Many fears color One Hour Photo, music-video director Mark Romanek’s slick stab at an arty, Hitchcockian thriller: loneliness, alienation, guilt over voyeurism. Robin Williams’s narcissism overwhelms them all. He’s playing bad guys these days — Death to Smoochie, Insomnia — but undercutting the menace is the recognition that all he really wants is a big hug. That need and a bad blond dye job add to the creepiness of Williams’s anti-hero, Sy Parrish, in this film, but they also reduce its moral edge to wishy-washy bathos.
Wishy-washy dominates the color scheme and the decor, too, from Sy’s buttery locks to his mouse-gray shoes to the sterile lines, artificial light, and monochrome tones of the CVS-like convenience store where he works as a photo-lab attendant. It looks like a place where Hannibal Lecter might be kept in isolation, and as such it mirrors the desolation of Sy’s soul as he’s bullied by bosses and dines alone in an empty restaurant.
He’s a perfectionist at his job, however, and takes good care of favorite customers like Nina Yorkin (Connie Nielsen), who seems to be enjoying a model family life with a spunky, well-behaved 10-year-old boy, Jakob or "Jake" (Dylan Smith), and a successful entrepreneur husband, Will (Michael Vartan), who provides her with a Mercedes SUV and designer clothes but not much face time. Such darker moments, however, don’t get recorded in the rolls of film Nina brings in for "Sy, the photo guy" to develop. As Sy notes in one of his philosophical voiceovers, "No one ever takes a photograph of something they want to forget."
These asides from Sy in fact provide the film with an element of genuine poignance, and Williams recites them with an ironic restraint that calls to mind one of his best performances, in the little-noted Seize the Day (1986). There he achieved the kind of Everyman pathos he has been so desperately unsuccessful at recapturing in the likes of Patch Adams and Bicentennial Man. Here his little odes to those who seek immortality, or at least existential credibility, by seizing the moment through snapshots ring true because the tragic ephemerality he describes is indeed common to all.
Although Sy shows wisdom in his general observations about human nature, he has a little trouble keeping reality and fantasy separate in his personal life — yet this narrative unreliability proves to be more plot device than psychological insight. Sy’s obsession with the Yorkins begins harmlessly — the wall of his dismal apartment is layered with dupes of their bright, smiling photos, and his stalking of young Jake proves more avuncular than pedophilic. But it all deteriorates as he tries to get closer to them, breaking down the wall between observer and observed, and as what he discovers turns out to be less ideal than he dreamed.

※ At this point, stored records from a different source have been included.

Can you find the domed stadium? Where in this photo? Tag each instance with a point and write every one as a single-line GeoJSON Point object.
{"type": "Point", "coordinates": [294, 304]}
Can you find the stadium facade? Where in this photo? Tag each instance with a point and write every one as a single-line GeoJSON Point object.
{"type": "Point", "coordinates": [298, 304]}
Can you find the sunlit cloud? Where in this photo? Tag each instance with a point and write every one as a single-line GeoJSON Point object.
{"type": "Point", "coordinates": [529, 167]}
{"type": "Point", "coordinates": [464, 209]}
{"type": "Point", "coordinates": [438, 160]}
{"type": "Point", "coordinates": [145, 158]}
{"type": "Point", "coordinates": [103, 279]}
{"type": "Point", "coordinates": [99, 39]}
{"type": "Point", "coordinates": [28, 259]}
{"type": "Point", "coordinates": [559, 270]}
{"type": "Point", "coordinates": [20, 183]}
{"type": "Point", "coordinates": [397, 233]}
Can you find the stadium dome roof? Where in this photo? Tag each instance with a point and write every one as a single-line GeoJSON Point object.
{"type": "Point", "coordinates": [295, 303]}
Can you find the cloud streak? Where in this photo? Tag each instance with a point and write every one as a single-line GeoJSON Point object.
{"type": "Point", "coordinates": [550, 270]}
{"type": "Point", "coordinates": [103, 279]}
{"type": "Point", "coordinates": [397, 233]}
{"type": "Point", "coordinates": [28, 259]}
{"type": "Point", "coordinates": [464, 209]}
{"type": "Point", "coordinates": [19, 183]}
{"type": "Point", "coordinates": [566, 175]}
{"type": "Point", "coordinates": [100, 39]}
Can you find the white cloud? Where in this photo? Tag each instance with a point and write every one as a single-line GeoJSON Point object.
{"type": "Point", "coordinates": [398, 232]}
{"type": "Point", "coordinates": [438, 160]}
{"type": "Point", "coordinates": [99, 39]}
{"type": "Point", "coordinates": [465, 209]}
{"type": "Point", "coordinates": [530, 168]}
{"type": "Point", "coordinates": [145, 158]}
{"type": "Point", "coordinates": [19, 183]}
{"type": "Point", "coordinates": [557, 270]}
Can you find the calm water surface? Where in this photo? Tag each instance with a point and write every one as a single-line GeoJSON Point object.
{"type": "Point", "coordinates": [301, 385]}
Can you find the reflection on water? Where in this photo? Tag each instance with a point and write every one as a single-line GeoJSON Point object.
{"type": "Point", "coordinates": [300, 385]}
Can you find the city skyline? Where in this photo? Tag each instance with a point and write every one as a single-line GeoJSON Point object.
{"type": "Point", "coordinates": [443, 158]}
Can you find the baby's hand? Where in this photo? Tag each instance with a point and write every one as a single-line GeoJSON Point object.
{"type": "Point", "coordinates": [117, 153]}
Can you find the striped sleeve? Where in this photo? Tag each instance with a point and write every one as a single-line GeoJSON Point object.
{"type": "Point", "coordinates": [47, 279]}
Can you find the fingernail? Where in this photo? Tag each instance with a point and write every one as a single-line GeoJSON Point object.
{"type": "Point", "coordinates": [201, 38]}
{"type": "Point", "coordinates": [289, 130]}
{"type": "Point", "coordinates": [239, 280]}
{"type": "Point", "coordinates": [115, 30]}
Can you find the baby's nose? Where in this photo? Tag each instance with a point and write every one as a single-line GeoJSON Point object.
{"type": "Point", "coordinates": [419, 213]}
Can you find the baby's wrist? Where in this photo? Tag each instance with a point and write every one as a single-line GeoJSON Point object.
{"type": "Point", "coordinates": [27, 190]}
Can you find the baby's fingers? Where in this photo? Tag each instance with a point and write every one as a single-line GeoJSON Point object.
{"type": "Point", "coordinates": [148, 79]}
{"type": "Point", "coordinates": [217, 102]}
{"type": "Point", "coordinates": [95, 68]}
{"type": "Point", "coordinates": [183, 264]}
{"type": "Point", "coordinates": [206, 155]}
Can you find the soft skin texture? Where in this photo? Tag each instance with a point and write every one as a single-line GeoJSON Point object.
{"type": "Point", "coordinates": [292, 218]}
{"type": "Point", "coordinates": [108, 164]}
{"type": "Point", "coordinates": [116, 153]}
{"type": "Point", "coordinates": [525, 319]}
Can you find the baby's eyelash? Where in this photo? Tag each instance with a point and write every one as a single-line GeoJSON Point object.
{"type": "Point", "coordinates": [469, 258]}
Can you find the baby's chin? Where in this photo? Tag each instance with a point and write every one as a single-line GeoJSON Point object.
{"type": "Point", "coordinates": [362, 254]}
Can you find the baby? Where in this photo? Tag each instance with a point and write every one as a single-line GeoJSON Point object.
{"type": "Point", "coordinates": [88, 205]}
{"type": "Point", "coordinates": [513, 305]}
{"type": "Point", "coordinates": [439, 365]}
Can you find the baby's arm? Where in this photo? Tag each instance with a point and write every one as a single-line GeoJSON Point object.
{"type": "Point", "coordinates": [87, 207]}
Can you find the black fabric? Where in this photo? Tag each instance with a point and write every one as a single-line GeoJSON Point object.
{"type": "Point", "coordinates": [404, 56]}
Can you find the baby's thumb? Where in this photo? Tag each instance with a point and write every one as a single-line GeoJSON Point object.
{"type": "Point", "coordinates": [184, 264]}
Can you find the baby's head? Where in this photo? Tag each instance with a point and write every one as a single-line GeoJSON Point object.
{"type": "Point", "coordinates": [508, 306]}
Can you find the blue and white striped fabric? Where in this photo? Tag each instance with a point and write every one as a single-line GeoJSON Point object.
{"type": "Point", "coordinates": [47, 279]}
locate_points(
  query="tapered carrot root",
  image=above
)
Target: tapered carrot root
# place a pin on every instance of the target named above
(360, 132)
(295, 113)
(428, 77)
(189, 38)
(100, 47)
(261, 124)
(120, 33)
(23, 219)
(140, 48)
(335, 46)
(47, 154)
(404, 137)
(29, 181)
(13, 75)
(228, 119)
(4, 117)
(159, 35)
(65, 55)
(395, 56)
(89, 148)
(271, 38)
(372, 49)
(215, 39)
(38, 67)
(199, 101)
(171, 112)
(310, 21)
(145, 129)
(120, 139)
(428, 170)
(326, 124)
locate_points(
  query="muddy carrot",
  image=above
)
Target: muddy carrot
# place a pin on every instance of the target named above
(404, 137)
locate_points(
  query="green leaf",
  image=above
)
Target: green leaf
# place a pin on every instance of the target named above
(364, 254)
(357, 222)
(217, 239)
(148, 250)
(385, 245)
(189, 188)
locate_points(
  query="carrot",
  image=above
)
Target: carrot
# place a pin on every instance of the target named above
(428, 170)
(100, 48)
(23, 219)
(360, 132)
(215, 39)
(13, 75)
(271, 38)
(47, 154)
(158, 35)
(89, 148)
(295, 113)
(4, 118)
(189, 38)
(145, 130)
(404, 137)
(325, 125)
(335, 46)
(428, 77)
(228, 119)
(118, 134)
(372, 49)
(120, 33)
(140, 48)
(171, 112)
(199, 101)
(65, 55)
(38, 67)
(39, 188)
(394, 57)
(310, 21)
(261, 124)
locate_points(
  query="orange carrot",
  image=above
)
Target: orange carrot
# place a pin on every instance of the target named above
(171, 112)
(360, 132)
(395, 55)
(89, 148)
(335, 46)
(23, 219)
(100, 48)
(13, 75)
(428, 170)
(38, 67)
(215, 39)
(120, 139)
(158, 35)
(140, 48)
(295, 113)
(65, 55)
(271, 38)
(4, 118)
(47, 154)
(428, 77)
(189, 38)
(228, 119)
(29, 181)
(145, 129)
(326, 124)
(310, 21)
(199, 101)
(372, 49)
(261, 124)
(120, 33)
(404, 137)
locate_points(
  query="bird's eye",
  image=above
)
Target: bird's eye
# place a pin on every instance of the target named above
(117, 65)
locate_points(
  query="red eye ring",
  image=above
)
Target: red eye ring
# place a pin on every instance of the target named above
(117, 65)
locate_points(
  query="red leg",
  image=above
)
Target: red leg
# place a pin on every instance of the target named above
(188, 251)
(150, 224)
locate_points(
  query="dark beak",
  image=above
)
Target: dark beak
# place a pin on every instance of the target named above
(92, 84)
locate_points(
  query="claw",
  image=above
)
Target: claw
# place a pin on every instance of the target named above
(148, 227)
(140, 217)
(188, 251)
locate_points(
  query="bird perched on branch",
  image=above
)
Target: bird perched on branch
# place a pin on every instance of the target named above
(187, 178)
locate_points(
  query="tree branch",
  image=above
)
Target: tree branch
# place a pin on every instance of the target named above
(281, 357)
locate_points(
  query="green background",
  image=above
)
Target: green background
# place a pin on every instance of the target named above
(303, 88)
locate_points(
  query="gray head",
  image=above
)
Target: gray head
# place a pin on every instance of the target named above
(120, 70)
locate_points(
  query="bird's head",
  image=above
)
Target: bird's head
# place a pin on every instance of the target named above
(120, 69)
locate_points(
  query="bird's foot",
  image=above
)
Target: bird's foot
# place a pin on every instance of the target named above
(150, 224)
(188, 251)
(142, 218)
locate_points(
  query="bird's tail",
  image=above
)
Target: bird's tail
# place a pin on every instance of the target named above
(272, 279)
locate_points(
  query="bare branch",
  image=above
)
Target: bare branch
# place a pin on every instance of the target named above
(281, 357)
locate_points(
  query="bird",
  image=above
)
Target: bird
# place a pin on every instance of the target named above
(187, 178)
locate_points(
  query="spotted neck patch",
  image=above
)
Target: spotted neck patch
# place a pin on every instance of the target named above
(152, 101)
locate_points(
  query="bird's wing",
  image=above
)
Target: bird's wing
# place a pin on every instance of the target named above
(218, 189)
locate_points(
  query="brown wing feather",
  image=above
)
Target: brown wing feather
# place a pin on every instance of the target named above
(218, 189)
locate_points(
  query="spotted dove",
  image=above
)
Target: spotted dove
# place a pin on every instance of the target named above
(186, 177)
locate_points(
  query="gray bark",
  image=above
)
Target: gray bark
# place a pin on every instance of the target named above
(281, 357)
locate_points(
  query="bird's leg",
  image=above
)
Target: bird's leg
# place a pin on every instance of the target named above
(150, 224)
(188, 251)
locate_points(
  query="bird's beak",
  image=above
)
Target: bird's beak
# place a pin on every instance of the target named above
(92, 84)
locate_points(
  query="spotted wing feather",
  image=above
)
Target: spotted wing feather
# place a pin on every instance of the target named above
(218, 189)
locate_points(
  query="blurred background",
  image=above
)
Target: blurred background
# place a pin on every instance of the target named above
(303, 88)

As the dreams and the nightmares take over, so do the baser filmmaking instincts of Williams and Romanek. After its promising, even touching start, Photo develops into an ugly exercise in manipulation, and all the sympathy it had nurtured and the poetry it had aspired to turn to emotional, and literal, pornography. Not even an honest, low-key performance by Eriq La Salle as a police detective can alter the direction the film takes. Photo resorts in the end to that ultimate Hollywood ploy, sheer hypocrisy, Sy satisfying our need to see deviance punished even as he indulges our desire to enjoy it.
One of many films Photo borrows from is Michael Powell’s notorious Peeping Tom (1960), a masterpiece that explores the voyeuristic and sado-masochistic elements at the heart of cinema with such unblinking honesty that it promptly ended the director’s career. Romanek needn’t worry about a similar fate — he should flourish, having demonstrated in Photo enough stylistic verve, narrative intelligence, and cinema savvy to conceal his conventionality. And Williams, after a stretch of box-office and critical poison, should experience a Sy of relief. After verging on the creation of a truly disturbing and commercially problematic character, he backs off, leavening his Norman Bates with a little Boo Radley. He mugs us, then he hugs us, spoiling a picture that could have been hard to forget.